ヒマラヤ山行(47)番外編 スニーカーボーイⅡ「あのときはしあわせだった」

やがて凍った道は終わり、広いきれいな道が開け、歌を歌いたいような気持の道になった。
歌おう!・・・そうだ、ゴダイゴの『ガンダーラ』。リフレインの箇所だけだけど。

In Gandhara Gandhara They say it was in India
Gandhara Gandhara the place of light Gandhara

数秒で終わってしまった。でもこれ以上は英語バージョン歌詞を覚えていない。

それで、次に(このタケファンは)『ナマステ』を歌った。やはりリフレインの箇所だけ。
Simple living Simple loving In the reaching sometimes losing
Namaste Namaste  your sacred hello
You touch me and I touch you You fill my moment and I fill yours

これも数秒で終わってしまい、次に日本語バージョンで歌ってみた。ところが!
ハァハァ〜なにこれ、まだ10秒も歌っていないのに息が切れる・・・やめた。
でも伝わったかなあ、野遊の「呼びかけ」が ♥(。→‿←。)

すると、このスニーカーボーイ、歌いだした。それがさっき「オケィ、オケィ」と言ったのと同じような遠くの声だった。それは何かの動物がやすらいで静かな気持でいるときに、喉の奥から唸る鳴き声みたいに心地よく聞こえた。野遊の歌へのお返しと思っていいの? ♡→ܫ←♡
後日書き足し・この歌が『レッサン・フィリリ』だったのだ。

地面に無造作に置かれる彼のスニーカーはフラットに、確実に体重をかけ、一瞬の無駄もなく放れ、抜かりなく次の一歩に委ねられる。登山靴が為すべき働きを、彼は自力で為しているのだった。

野遊はこのシェルパの後ろを歩くのが心地よかった。

野遊は昔から、だれかの後ろを歩くのが心地よくなかった。
特に昨今は、前を行く人のストックの切っ先が視界に入るのがストレスになり。

それは過去に何度か、コワイ体験をしたからなのだけど。
前の人のストックの切っ先が胸に当たったり、下から見あげる野遊の顔めがけて落ちて来たり、後ろの人の突くストックの切っ先が、今、岩に触れた野遊の手の甲に突き立てられそうになったり、一瞬、大きく体勢を崩して危機を逃れるのだが恐怖心は残る。
だからソロで行くようになってしまった。
(ストック持参を否定しているのではないです)

この一行のクライアントは、ほとんどがダブル・ストックか1本ストック使用で、素手はコンダクターとシェルパと、クライアントでは男性1名、それと野遊だった。野遊は出発前にストックについて質問し、「使い慣れていないならむしろ、持って行かないほうがいい」という答えを得ていた。

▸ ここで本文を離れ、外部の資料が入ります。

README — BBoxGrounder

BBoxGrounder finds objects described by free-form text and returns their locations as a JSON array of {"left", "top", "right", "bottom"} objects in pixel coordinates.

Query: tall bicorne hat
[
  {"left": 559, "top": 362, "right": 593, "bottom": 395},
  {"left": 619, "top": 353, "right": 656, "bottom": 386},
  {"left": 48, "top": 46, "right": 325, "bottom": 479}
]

なので野遊は今回は、シェルパの後ろを歩いたのだった。それがたまたまこのスニーカーボーイだった。

休憩時間、彼はそれとなく野遊にザックの置き場を示してくれ、そこに自分のザックもドサリと置いた。岩に背をもたせ、何もしないでじっとしている。野遊はペットボトルの水を飲み、それからそのペットボトルを彼に向け、「飲む?」と言った。それは仲間感覚だった。彼はこちらを見て、それから無言で首を横に振った。

でも次の休憩では、彼は野遊の差しだした水を飲んだ。野遊はザックのサイドポケットに入れてある豆菓子を手渡した。「ビーンズ」と言って手渡したけど、次に渡すときは「ダル」(ネパール語)と言おうと思い、口の中で何度か言ってみたりした。

あのときが一番しあわせだった。